Thursday, June 11, 2009

Dad's 18th Anniversary

June 9 was my dad's 18th death anniversary. He left us when I was 20, just about a month or two before I received word that I'd gotten a place in NUS. I mention NUS because it was one of my dad's unspoken hopes that at least one of his two kids would make it to uni, especially when all three of his brother's kids did.
I remember the days that led to his death and the days immediately after quite vividly. I doubt if I'll ever forget them, but in case I do, this blog will serve as a reminder to my thoughts and feelings about the whole episode and is also a tribute to him, in written form as I was never the type to express myself to my family verbally.
Dad was due to go for his second major bypass surgery in June 1991. He'd had his first in 1980, back when open heart surgery was not common. I remember an Australian heart surgeon operated on the first two people to undergo major heart surgery back then, one of whom was my father. The surgery took an extremely long time, about 5-6 hours if I recall correctly. In those days, they literally sliced an opening vertically along your chest and also along one's thighs to harvest some veins from the leg. It was a very painful process and my dad took months to recover. So when it was time for his second one some 10 years later, he was very afraid of the pain he'd have to bear with again. Of course the doctors reassured him that bypass surgeries had come a long way and it was just 'routine' for people to go for a second one. The techniques had improved significantly and one would recover much quicker, with less pain.
I remember visiting him at the hospital days before his surgery. I remember the Wimbledon on the TV when we were with him, just hours before he suffered a massive heart attack, two days before he was to have gone for his surgery. I remember his doctor's decision to operate on him there and then, despite his heart attack. I remember his doctor's eyes were bloodshot red when he came to tell us he was going to operate.
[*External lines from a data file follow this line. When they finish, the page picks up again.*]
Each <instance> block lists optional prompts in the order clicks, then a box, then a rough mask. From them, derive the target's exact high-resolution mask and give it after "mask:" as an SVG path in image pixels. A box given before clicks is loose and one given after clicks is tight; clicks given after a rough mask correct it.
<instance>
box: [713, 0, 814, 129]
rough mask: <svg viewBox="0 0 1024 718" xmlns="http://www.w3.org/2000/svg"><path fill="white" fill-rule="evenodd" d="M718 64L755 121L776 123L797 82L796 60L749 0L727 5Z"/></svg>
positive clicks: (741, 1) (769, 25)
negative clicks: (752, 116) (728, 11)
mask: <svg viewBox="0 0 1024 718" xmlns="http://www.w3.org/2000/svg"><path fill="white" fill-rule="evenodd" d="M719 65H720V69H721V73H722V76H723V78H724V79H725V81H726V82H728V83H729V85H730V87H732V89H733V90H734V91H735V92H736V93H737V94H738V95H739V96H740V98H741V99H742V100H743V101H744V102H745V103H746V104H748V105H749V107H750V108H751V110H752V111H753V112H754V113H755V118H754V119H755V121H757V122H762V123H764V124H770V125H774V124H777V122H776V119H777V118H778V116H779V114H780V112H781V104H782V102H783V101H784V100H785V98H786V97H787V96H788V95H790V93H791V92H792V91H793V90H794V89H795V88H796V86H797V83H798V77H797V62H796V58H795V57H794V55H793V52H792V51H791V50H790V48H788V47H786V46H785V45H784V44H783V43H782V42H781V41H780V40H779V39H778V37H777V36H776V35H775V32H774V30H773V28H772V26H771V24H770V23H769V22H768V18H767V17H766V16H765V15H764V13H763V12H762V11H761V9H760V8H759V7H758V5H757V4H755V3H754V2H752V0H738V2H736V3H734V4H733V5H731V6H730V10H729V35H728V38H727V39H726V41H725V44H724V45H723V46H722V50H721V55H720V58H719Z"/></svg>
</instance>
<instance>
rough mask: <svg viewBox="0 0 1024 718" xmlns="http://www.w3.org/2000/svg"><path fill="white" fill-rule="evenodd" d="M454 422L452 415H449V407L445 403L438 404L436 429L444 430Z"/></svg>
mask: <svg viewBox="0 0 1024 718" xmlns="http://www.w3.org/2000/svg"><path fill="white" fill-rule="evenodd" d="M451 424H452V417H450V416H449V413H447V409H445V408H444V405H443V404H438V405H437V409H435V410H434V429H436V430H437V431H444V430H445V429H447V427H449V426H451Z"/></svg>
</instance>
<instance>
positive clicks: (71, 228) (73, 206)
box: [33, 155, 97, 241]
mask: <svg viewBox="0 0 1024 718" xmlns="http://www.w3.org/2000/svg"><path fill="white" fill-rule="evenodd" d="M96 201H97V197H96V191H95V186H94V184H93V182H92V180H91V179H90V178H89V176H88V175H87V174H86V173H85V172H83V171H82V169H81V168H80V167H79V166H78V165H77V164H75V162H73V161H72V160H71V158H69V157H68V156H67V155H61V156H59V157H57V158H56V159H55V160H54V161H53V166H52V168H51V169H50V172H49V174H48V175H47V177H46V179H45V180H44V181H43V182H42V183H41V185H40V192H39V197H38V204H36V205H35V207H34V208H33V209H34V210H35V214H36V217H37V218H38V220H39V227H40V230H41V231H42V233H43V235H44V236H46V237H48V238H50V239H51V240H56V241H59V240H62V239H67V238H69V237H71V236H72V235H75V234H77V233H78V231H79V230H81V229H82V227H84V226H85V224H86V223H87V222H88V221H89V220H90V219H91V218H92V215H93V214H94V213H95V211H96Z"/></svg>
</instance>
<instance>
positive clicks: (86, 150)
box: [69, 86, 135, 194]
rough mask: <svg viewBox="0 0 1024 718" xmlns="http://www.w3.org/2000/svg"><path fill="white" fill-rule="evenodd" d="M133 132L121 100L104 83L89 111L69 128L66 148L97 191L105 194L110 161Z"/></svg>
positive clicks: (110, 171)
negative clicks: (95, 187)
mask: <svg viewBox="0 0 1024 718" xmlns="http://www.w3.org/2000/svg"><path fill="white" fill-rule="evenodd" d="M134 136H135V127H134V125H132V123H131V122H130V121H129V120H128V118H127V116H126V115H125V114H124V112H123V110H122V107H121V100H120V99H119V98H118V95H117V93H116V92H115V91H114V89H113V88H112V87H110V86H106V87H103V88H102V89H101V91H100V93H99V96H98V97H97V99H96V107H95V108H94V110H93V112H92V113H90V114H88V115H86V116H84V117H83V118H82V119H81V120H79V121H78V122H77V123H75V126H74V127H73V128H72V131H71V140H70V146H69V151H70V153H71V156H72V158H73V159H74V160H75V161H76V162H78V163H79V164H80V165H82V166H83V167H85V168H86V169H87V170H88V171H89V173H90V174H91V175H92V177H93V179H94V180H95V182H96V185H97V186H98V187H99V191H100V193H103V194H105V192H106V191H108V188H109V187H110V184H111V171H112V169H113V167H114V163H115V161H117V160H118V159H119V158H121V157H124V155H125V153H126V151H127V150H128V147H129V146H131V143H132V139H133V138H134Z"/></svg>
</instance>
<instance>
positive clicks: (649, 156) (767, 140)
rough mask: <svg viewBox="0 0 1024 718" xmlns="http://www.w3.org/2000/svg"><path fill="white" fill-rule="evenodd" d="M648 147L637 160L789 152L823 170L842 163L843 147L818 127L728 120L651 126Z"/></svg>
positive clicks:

My mum and I weren't sure if that was due to his tiredness from lack of sleep or if he'd been in surgery all day. We did not dare entertain the thought that these possible reasons could have somehow contributed to an unsuccessful operation.
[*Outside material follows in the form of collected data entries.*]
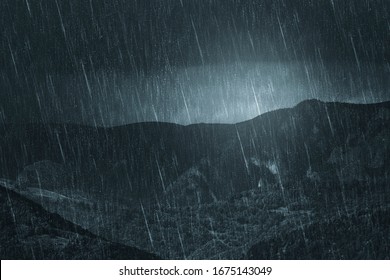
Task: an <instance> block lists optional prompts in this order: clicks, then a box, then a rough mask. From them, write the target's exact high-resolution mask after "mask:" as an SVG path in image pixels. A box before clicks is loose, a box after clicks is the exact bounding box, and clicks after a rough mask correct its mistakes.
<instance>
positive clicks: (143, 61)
mask: <svg viewBox="0 0 390 280" xmlns="http://www.w3.org/2000/svg"><path fill="white" fill-rule="evenodd" d="M389 8H390V1H388V0H382V1H380V0H372V1H370V0H364V1H363V0H361V1H360V0H354V1H352V0H344V1H338V0H317V1H314V0H313V1H309V0H300V1H299V0H288V1H287V0H285V1H281V0H280V1H277V0H273V1H268V0H267V1H264V0H257V1H255V0H203V1H195V0H165V1H164V0H150V1H146V0H136V1H127V0H126V1H125V0H91V1H89V0H53V1H43V0H42V1H40V0H34V1H29V0H2V1H1V2H0V34H1V36H0V121H1V120H3V121H6V122H29V121H44V122H53V121H56V122H63V121H66V122H77V123H86V124H97V125H107V126H110V125H120V124H125V123H132V122H140V121H168V122H176V123H182V124H188V123H195V122H227V123H232V122H238V121H243V120H246V119H249V118H252V117H255V116H256V115H258V114H261V113H264V112H266V111H269V110H273V109H277V108H280V107H288V106H293V105H295V104H296V103H298V102H300V101H302V100H304V99H307V98H319V99H322V100H338V101H349V102H363V103H364V102H379V101H385V100H389V99H390V92H389V88H390V84H389V83H390V82H389V80H390V79H389V74H390V66H389V58H390V48H389V47H388V46H389V45H390V22H389V20H390V16H389Z"/></svg>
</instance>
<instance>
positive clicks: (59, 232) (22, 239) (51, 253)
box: [0, 187, 157, 260]
mask: <svg viewBox="0 0 390 280" xmlns="http://www.w3.org/2000/svg"><path fill="white" fill-rule="evenodd" d="M0 205H1V208H0V233H1V234H0V244H1V246H0V259H3V260H4V259H49V260H52V259H122V260H124V259H155V258H157V257H156V256H155V255H153V254H149V253H146V252H143V251H141V250H138V249H135V248H131V247H128V246H125V245H121V244H117V243H112V242H109V241H107V240H104V239H101V238H98V237H97V236H96V235H94V234H92V233H90V232H88V231H86V230H84V229H82V228H81V227H80V226H77V225H75V224H72V223H70V222H68V221H66V220H64V219H63V218H62V217H60V216H59V215H58V214H51V213H49V212H47V211H46V210H44V209H43V208H42V207H41V206H40V205H37V204H35V203H33V202H31V201H29V200H27V199H25V198H23V197H21V196H20V195H18V194H16V193H15V192H13V191H11V190H7V189H6V188H3V187H0Z"/></svg>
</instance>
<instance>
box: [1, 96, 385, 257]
mask: <svg viewBox="0 0 390 280" xmlns="http://www.w3.org/2000/svg"><path fill="white" fill-rule="evenodd" d="M0 130H1V131H0V132H1V135H2V137H1V138H0V163H1V166H0V178H3V179H0V184H1V185H3V186H6V187H7V188H8V189H12V190H13V191H15V192H17V193H19V194H21V195H23V196H24V197H27V198H29V199H31V200H33V201H35V202H36V203H39V204H40V205H42V206H43V207H44V208H45V209H46V210H49V211H50V212H55V213H57V214H59V215H61V216H62V217H63V218H65V219H67V220H69V221H71V222H73V223H75V224H77V225H80V226H82V227H83V228H85V229H88V230H89V231H90V232H93V233H94V234H97V235H99V236H102V237H104V238H106V239H108V240H111V241H116V242H120V243H122V244H126V245H130V246H137V247H138V246H139V248H142V249H144V250H146V251H151V252H154V253H157V254H158V255H160V256H162V257H163V258H177V259H181V258H193V259H204V258H216V259H219V258H225V259H234V258H240V257H242V256H245V255H246V253H247V250H248V249H249V248H250V247H251V246H252V245H254V244H257V243H259V244H262V243H261V242H265V241H267V240H271V241H270V242H271V243H272V242H274V243H273V244H276V246H277V245H278V244H279V243H280V246H282V244H283V242H282V241H280V240H281V239H280V238H282V239H283V240H284V237H283V236H287V235H288V234H289V233H290V232H292V233H296V234H298V233H299V229H301V228H304V229H307V230H308V231H309V232H311V231H312V230H313V229H316V228H317V227H321V226H322V225H324V224H323V221H329V220H332V221H333V220H335V221H336V220H337V219H340V221H341V222H344V221H345V222H348V223H351V226H352V227H354V226H357V227H358V228H360V226H358V225H357V224H355V223H354V222H353V220H350V217H351V216H357V215H359V213H363V212H364V211H365V212H364V213H366V214H367V215H370V214H373V213H374V212H375V211H378V207H380V208H382V209H384V211H387V210H386V209H388V207H389V206H390V189H389V182H390V156H389V154H390V102H385V103H379V104H365V105H364V104H345V103H326V102H321V101H318V100H308V101H304V102H302V103H300V104H298V105H297V106H295V107H294V108H287V109H281V110H277V111H273V112H269V113H266V114H263V115H261V116H259V117H257V118H254V119H252V120H249V121H246V122H242V123H238V124H233V125H221V124H215V125H212V124H196V125H190V126H180V125H175V124H168V123H140V124H131V125H127V126H121V127H113V128H92V127H86V126H78V125H70V124H29V125H16V124H14V125H7V126H4V127H1V128H0ZM362 211H363V212H362ZM375 213H376V212H375ZM378 213H379V212H378ZM381 221H382V222H381V223H380V226H383V227H384V228H385V227H386V226H389V227H390V225H388V224H387V220H381ZM316 225H318V226H316ZM342 229H343V227H340V231H341V230H342ZM335 230H337V228H336V229H335ZM321 232H322V233H323V235H321V234H319V235H317V234H314V235H313V236H318V238H324V239H328V238H329V239H330V237H329V236H328V234H327V232H326V231H321ZM361 234H362V238H363V237H364V236H368V235H367V231H365V230H362V231H361ZM321 236H322V237H321ZM272 240H274V241H272ZM278 240H279V241H278ZM297 240H298V239H297ZM340 240H341V239H340ZM347 241H348V242H355V241H354V239H353V238H352V237H351V238H348V237H347V239H346V242H347ZM278 242H279V243H278ZM297 242H298V241H297ZM311 242H312V244H315V242H314V241H311ZM321 244H323V246H324V247H323V248H322V249H323V250H324V251H326V250H329V248H328V247H326V246H328V245H329V244H328V243H321ZM345 248H347V247H345ZM348 248H354V247H353V246H352V247H348ZM267 256H268V257H270V258H274V257H276V255H275V254H273V253H270V254H269V255H267ZM306 256H307V257H308V258H309V257H310V256H312V255H310V254H307V255H306ZM313 256H314V255H313ZM324 256H326V257H329V258H333V257H334V258H338V257H341V255H333V257H332V256H331V255H324ZM348 256H350V255H348ZM359 256H361V258H366V257H369V256H372V257H375V256H381V257H382V256H384V255H383V254H379V253H378V254H377V255H375V254H372V255H364V254H361V255H359ZM301 257H304V255H302V256H301Z"/></svg>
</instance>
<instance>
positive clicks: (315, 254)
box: [245, 209, 390, 260]
mask: <svg viewBox="0 0 390 280" xmlns="http://www.w3.org/2000/svg"><path fill="white" fill-rule="evenodd" d="M389 214H390V211H389V209H377V210H375V211H372V212H369V211H362V212H360V213H354V214H352V215H350V216H344V217H338V218H333V219H324V220H322V221H318V222H315V223H313V224H311V225H309V226H305V227H301V228H299V229H295V230H293V231H292V232H281V233H280V234H278V235H276V236H274V237H273V238H271V239H269V240H262V241H261V242H259V243H257V244H255V245H253V246H252V247H251V248H250V250H249V251H248V253H247V255H246V257H245V258H246V259H288V260H297V259H300V260H302V259H321V260H326V259H347V260H351V259H354V260H359V259H389V256H390V243H389V240H390V227H389V225H390V215H389Z"/></svg>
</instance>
Just before the doctors began to operate, my dad suffered another massive heart attack. With this, our hopes and spirits just went spiralling but with prayer, nothing is impossible. We kept vigil all night, chanting the hail mary for hours and my mind was thinking thoughts which, til this day, leaves me with a guilty feeling that I've yet to reconcile with. All that night, different scenarios went though my mind. What if he died? Then the practical side of me started planning his funeral and everything else associated with a death. Til this day, a little part of me has always felt guilty that he died because I was thinking those thoughts, that I'd left him for dead already, when he wasn't even dead yet. It's like making something come true just by thinking about it. When those thoughts kept running through my mind, I tried very hard to push them out but when one has time on her hands, one's mind tends to run amok. I'm the sort of person who thinks more than she does, and my head is always filled with stuff that's not necessarily translated into words. A tormented mind of sorts. It's very unhealthy but that's just who I am. My dad was the same way, rather quiet and kept most of his innermost thoughts to himself. I guess I take to him that way.
I regret that he never got to see or know Meg. He would've doted on her to bits. He loved little children. It showed in his relationship with my cousin's son, Kevin. But that's life. You can't control what happens. You just have to make the best of the here and now, and make a change if it's not going your way. It takes courage and it upsets the status quo, but if you don't do something about it, you're going to waste your life away. Now if only I could take my own advice...
We try to go at least once a year to CCK to clean up my dad's grave. That's my mum who faithfully and tenderly does all the work, while I pretend to help.



I do miss my dad occasionally, but with time, these moments drift further apart.